Il governatore della Banca d'Italia Ignazio Visco in occasione della conferenza su "Stabilità finanziaria e regolamentazione", organizzata dall'Università Bocconi, ha ribadito: "Questo shock senza precedenti potrebbe causare qualche vittima tra le banche" di fronte alle "ulteriori perdite su crediti che si concretizzeranno nei prossimi mesi" che renderanno necessari ulteriori accantonamenti, e messo in evidenzia la gravissima situazione economica italiana con oltre 300 miliardi di euro di prestiti in moratoria cha da fine gennaio dovranno essere onorati da debitori che, a causa della pandemia, non saranno in grado di farlo e con gli istituti bancari che, perso l'ombrello fornito loro dalla possibilità di congelare esposizioni e potenziali perdite, saranno costretti a chiudere bilanci di esercizio con fortissime perdite che potrebbero rivelarsi insostenibili per le realtà più fragili come Carige, Mps, Bcc ed altre popolari del Sud.

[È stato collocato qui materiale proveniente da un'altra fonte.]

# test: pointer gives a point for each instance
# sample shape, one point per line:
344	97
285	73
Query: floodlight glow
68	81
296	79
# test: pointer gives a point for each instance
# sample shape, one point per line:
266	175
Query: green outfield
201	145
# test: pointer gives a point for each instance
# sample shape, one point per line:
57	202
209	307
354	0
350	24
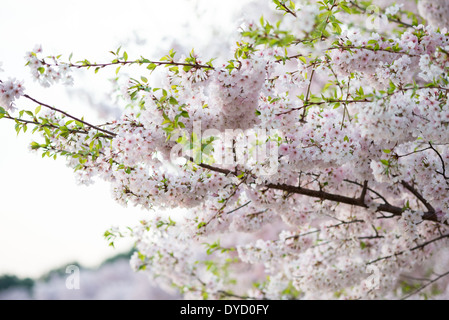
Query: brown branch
426	285
418	195
158	63
109	133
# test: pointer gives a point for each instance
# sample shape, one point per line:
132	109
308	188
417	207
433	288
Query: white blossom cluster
10	90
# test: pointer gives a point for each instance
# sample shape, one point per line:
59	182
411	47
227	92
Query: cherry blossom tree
311	164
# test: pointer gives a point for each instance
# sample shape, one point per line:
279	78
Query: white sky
46	219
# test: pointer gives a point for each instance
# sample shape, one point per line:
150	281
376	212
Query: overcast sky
46	219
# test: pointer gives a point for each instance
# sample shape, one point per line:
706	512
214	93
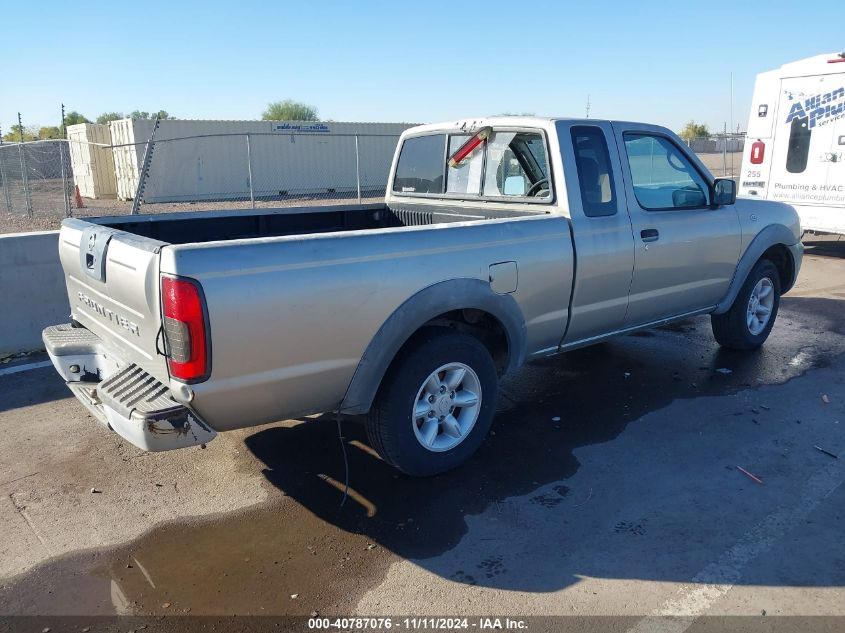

L'intervento sul Mes del premier Giuseppe Conte in occasione della conferenza stampa di presentazione del nuovo DPCM ha messo in risalto come sia stato sbagliato rifiutarsi di accedere a queste risorse per un preconcetto politico dato che i fondi, subito disponibili, sarebbero serviti a rafforzare la sanità ed offrire un sostegno importante alla ripresa economica e dichiarando che si tratterebbe di nuovo debito che renderebbe necessarie nuove tasse il premier ha implicitamente confermato che il nostro paese non sta chiedendo risorse all'Ue in prestito ma a fondo perduto e su questo punto i paesi del Nord sono stati chiarissimi ribadendo che non concederanno ulteriori risorse se non con l'impegno della loro puntuale restituzione anche se senza interessi passivi.

Il governo si trova a occhi chiusi sul ciglio del burrone ed è necessario un impegno forte per rendere più dinamica l'economia italiana altrimenti il contenuto della Nota al documento di economia e finanza si rivelerà ancora una volta solo un libro dei sogni senza nessuna seria previsione per il futuro. Questo rischio è molto alto considerando che la Nota prevede che nel 2023 l'economia italiana non avrà bisogno di ulteriori stimoli ma anzi sarà opportuno da allora rallentare le inizioni fiscali e che il governo, nello stesso anno, farà a meno dei prestiti europei del Recovery Plan per finanziare in deficit spese aggiuntive ma non indica da nessuna parte quali strumenti l'esecutivo intende offrire alle famiglie ed alle imprese per rimettere in modo l'economia in soli 24 mesi. Con un debito così alto che potrebbe ridurre i margini di sostegno dell'economia è necessario che l'esecutivo abbandoni ogni faziosità di parte e porti avanti un grande progetto di unità nazionale dove tutti i partiti insieme lavorino per mettere le basi per una società nuova che possa rinascere più equa e solidale dalla più grave crisi vissuta dal mondo dalla fine della seconda guerra mondiale.